Tantangan dalam mengaplikasikan edible insect
Penambahan edible insect  pada produk pangan olahan memiliki beberapa tantangan seperti masalah regulasi, kurangnya informasi terkait metode pengolahan, dugaan masalah kesehatan, dan penerimaan konsumen. Regulasi terkait konsentrasi penggunaan serangga, jenis serangga yang boleh dikonsumsi, dan regulasi terkait hal lainnya masih sedikit dikembangkan dan tidak semua negara sudah membuat regulasi ini. Kemudian, informasi metode pengolahan yang masih sedikit membuat terhambatnya komersialisasi dan perkembangan pangan mengandung edible insect.
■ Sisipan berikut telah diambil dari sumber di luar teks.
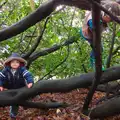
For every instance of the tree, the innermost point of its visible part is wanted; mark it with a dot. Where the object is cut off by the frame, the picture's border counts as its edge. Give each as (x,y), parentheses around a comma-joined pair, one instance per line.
(66,35)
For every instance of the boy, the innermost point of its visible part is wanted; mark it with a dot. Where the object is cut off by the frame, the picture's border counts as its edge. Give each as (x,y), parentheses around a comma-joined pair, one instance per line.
(86,30)
(15,76)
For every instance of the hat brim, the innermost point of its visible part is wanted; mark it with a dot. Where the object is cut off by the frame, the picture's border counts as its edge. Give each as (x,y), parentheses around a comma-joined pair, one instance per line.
(15,58)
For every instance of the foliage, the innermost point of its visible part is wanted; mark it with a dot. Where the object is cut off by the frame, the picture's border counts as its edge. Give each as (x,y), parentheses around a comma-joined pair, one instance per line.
(60,27)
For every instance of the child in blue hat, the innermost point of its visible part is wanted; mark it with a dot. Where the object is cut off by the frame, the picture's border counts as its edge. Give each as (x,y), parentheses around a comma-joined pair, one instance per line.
(14,76)
(86,31)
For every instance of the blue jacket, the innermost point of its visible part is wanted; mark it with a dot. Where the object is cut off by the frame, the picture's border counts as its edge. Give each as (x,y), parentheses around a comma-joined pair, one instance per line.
(21,77)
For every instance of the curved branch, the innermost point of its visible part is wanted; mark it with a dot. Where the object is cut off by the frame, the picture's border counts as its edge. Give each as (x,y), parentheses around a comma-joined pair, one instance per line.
(12,97)
(47,51)
(37,41)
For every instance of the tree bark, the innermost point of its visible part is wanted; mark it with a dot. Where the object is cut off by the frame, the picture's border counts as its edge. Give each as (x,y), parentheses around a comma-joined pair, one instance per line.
(108,108)
(11,97)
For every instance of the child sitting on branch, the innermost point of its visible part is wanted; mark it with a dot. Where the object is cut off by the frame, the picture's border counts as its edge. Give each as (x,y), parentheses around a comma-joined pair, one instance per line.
(86,31)
(14,76)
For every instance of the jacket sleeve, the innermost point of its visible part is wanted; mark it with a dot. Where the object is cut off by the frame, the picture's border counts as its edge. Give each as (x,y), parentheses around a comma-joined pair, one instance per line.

Selain itu, adanya dugaan masalah kesehatan terutama masalah alergen, kontaminasi kimia, dan kontaminasi mikroba. Serangga umumnya memiliki alergen berupa tropomyosin dan arginine kinase  yang akan lebih mudah menyebabkan alergi pada seseorang yang memiliki alergi krustasea (contohnya alergi udang). Penambahan edible insect juga dapat menyebabkan menurunnya karakteristik sensori (tekstur, rasa, aroma, dll) dari produk pangan olahan serta memberi rasa “jijik” pada konsumen.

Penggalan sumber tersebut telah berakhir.